Global Expansion of Chinese Humanoid Robots
Chinese humanoid robots are beginning to appear outside domestic markets, including airport trials in Japan and early-stage industrial deployments across Southeast Asia and Europe. In 2025, Chinese manufacturers accounted for 84.7% of global humanoid robot shipments, reflecting a dominant position in the supply chain.
Among leading companies, Unitree alone shipped approximately 5,500 units, while six of the top ten global shipment positions were held by Chinese robotics firms. This scale highlights the rapid acceleration of China’s humanoid robotics industry.
However, the central challenge remains the same: converting early overseas interest into long-term commercial adoption and sustainable revenue models.
Why Chinese Robots Are Expanding Overseas
Many global markets face structural labor shortages in physically demanding, repetitive, or low-margin roles. Industries such as aviation, healthcare, hospitality, and construction are increasingly seeking automation solutions to reduce operational pressure.
This creates a strong demand foundation for humanoid robots in logistics and service industries. Chinese robotics companies are responding by exporting not only hardware, but also integrated ecosystems that include software platforms, deployment support, maintenance services, and local operational frameworks.

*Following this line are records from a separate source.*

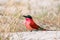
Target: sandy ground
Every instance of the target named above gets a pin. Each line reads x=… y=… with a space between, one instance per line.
x=39 y=35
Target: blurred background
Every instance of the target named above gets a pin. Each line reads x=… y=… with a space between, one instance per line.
x=45 y=13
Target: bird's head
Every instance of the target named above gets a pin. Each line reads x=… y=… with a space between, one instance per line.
x=28 y=16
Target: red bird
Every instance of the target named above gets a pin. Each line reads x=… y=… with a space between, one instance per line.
x=30 y=24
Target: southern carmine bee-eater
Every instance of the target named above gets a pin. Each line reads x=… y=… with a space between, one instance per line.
x=31 y=25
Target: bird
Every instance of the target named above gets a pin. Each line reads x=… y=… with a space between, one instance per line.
x=31 y=25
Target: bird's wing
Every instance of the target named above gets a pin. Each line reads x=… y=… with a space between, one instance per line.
x=35 y=26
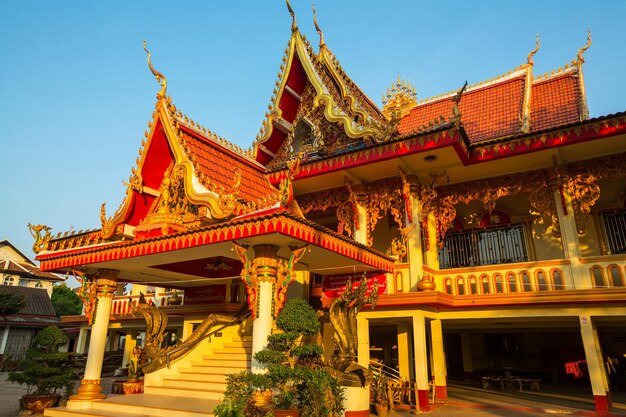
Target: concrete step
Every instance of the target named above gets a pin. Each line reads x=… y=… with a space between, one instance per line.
x=214 y=368
x=143 y=405
x=193 y=375
x=234 y=363
x=227 y=356
x=235 y=349
x=185 y=392
x=194 y=384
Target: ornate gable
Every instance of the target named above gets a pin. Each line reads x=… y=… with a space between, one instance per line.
x=316 y=110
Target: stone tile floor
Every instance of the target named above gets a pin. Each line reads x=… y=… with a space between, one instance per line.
x=464 y=400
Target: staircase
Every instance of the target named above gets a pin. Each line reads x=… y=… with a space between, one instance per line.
x=192 y=392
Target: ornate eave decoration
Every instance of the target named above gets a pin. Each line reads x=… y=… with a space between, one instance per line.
x=285 y=274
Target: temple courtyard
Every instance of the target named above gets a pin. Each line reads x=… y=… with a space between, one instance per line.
x=463 y=399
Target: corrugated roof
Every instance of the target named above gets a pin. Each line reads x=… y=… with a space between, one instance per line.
x=38 y=304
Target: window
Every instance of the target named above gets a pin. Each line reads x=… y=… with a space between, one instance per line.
x=489 y=246
x=614 y=223
x=526 y=284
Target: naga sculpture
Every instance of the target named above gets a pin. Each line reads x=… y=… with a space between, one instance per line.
x=342 y=315
x=156 y=323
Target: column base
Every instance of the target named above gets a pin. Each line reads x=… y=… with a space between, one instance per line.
x=357 y=401
x=90 y=389
x=422 y=400
x=441 y=393
x=603 y=403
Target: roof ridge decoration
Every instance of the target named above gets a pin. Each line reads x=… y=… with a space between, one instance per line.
x=401 y=96
x=584 y=111
x=294 y=25
x=159 y=76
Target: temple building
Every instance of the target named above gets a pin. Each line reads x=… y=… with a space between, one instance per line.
x=491 y=220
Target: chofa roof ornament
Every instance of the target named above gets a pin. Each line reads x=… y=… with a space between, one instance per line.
x=160 y=77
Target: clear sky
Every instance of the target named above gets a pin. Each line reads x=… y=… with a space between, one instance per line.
x=76 y=93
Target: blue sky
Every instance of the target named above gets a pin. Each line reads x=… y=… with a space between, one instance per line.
x=76 y=94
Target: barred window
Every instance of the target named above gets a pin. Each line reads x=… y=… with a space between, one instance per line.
x=614 y=223
x=489 y=246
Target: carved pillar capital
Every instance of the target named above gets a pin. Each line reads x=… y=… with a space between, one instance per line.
x=107 y=282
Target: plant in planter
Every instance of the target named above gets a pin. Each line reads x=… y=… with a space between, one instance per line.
x=45 y=370
x=379 y=394
x=295 y=372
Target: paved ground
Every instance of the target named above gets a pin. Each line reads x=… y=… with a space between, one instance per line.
x=464 y=401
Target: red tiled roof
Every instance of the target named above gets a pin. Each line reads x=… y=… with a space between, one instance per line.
x=555 y=102
x=27 y=270
x=489 y=112
x=218 y=165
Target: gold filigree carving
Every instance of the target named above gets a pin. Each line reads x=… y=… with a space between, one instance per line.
x=87 y=293
x=342 y=315
x=265 y=266
x=160 y=77
x=41 y=242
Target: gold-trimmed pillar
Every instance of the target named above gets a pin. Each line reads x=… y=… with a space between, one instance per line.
x=439 y=361
x=595 y=364
x=90 y=388
x=421 y=361
x=265 y=261
x=361 y=227
x=580 y=278
x=414 y=243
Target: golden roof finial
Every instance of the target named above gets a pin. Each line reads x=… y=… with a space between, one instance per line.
x=584 y=48
x=317 y=27
x=160 y=77
x=294 y=26
x=529 y=60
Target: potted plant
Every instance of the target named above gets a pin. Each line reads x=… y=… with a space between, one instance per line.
x=296 y=375
x=45 y=370
x=379 y=394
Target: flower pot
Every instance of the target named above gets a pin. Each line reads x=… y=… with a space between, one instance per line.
x=133 y=387
x=287 y=413
x=382 y=409
x=38 y=403
x=262 y=398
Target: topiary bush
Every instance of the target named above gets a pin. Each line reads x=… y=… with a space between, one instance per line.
x=44 y=369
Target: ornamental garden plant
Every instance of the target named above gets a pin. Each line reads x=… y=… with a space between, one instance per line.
x=296 y=377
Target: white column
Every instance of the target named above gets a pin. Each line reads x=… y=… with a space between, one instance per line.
x=414 y=248
x=5 y=337
x=421 y=360
x=82 y=339
x=580 y=275
x=363 y=337
x=90 y=388
x=263 y=323
x=468 y=367
x=439 y=361
x=595 y=364
x=405 y=349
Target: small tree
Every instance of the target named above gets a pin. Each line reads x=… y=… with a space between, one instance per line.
x=44 y=369
x=65 y=301
x=11 y=303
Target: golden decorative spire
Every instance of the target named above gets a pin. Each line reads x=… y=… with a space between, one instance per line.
x=160 y=77
x=294 y=26
x=317 y=27
x=529 y=60
x=584 y=48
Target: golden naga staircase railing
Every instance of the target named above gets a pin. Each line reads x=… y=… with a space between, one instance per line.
x=238 y=319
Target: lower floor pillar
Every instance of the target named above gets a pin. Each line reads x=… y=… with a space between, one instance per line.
x=466 y=349
x=357 y=401
x=439 y=361
x=595 y=365
x=421 y=362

At Tokyo Haneda Airport, Chinese humanoid robots have already been tested in real operational scenarios. Companies such as Unitree collaborated with Japan Airlines and GMO AI & Robotics, while UBTECH Walker E was deployed for ground operations such as aircraft towing and cargo handling.
Japan’s aging population and labor shortages further accelerate adoption of automation technologies capable of handling repetitive physical tasks in controlled environments.
Beyond Humanoids: Service Robots Going Global
Chinese robotics expansion is not limited to humanoid systems. Companies such as Yunji Technology, known for hotel delivery robots, have expanded into hospitals and industrial environments across Southeast Asia.
In Bangkok hospitals, delivery robots operate continuously, transporting medicines and laboratory samples along predefined routes. This demonstrates how robotics is moving from pilot programs to operational infrastructure.
Yunji Technology is also transitioning from one-time hardware sales to a hybrid model combining hardware and software subscriptions. In 2025, its AI digital systems revenue grew by 57.3%, contributing nearly 30% of total revenue.
Trust, Compliance, and Local Execution
International expansion depends heavily on regulatory approval, local trust, and operational adaptation. The challenges are often less technical and more institutional.
For example, Qibot, a Chinese cleaning robotics company, faced months of administrative delays in Japan, including extended timelines for corporate registration and banking approval. The process began in February and was only completed in September.
To enter the market, the company also conducted more than 100 field trials, reduced operational noise, and aligned performance standards with Japan’s strict cleaning requirements.
Today, around 90% of Qibot’s revenue comes from overseas markets, with Japan contributing nearly half of total sales.
This reflects a key reality: overseas customers evaluate not only product capability but also reliability, safety assurance, and long-term service support.
The U.S. Market Opportunity and Barriers
The United States remains a strategic target for Chinese humanoid robotics companies, driven by labor shortages across manufacturing, logistics, construction, and service sectors.
At the same time, the market presents complex barriers, including tariffs, regulatory scrutiny, data security concerns, and geopolitical pressure.
Domestic competitors such as Tesla, Boston Dynamics, and Agility Robotics are also advancing rapidly, shaping a competitive environment where compliance and ecosystem integration matter as much as performance.
Success in the U.S. market requires more than cost advantage. It depends on local partnerships, long-term service networks, and regulatory alignment.
China’s Structural Advantage in Robotics
China benefits from a dense manufacturing ecosystem, rapid prototyping cycles, and strong supply chain integration across motors, sensors, batteries, controllers, and precision components.
This infrastructure enables faster transitions from prototype to mass production, giving Chinese companies a practical advantage in scaling humanoid robot production.
According to the International Federation of Robotics, China’s robot density has reached 470 units per 10,000 manufacturing workers, surpassing both the United States and Germany.
This level of industrial deployment creates continuous feedback loops between real-world applications and product iteration, accelerating technological refinement.
From Exporting Robots to Building Trust
The next phase of global expansion is defined less by hardware exports and more by long-term operational trust. Local partnerships, maintenance infrastructure, and compliance systems become central to success.
Humanoid robots must demonstrate reliability in real environments, operating safely alongside humans while maintaining consistent performance over extended periods.
For Chinese robotics companies, international growth is no longer just about entering new markets. It is about sustaining presence through service, trust, and continuous adaptation to local conditions.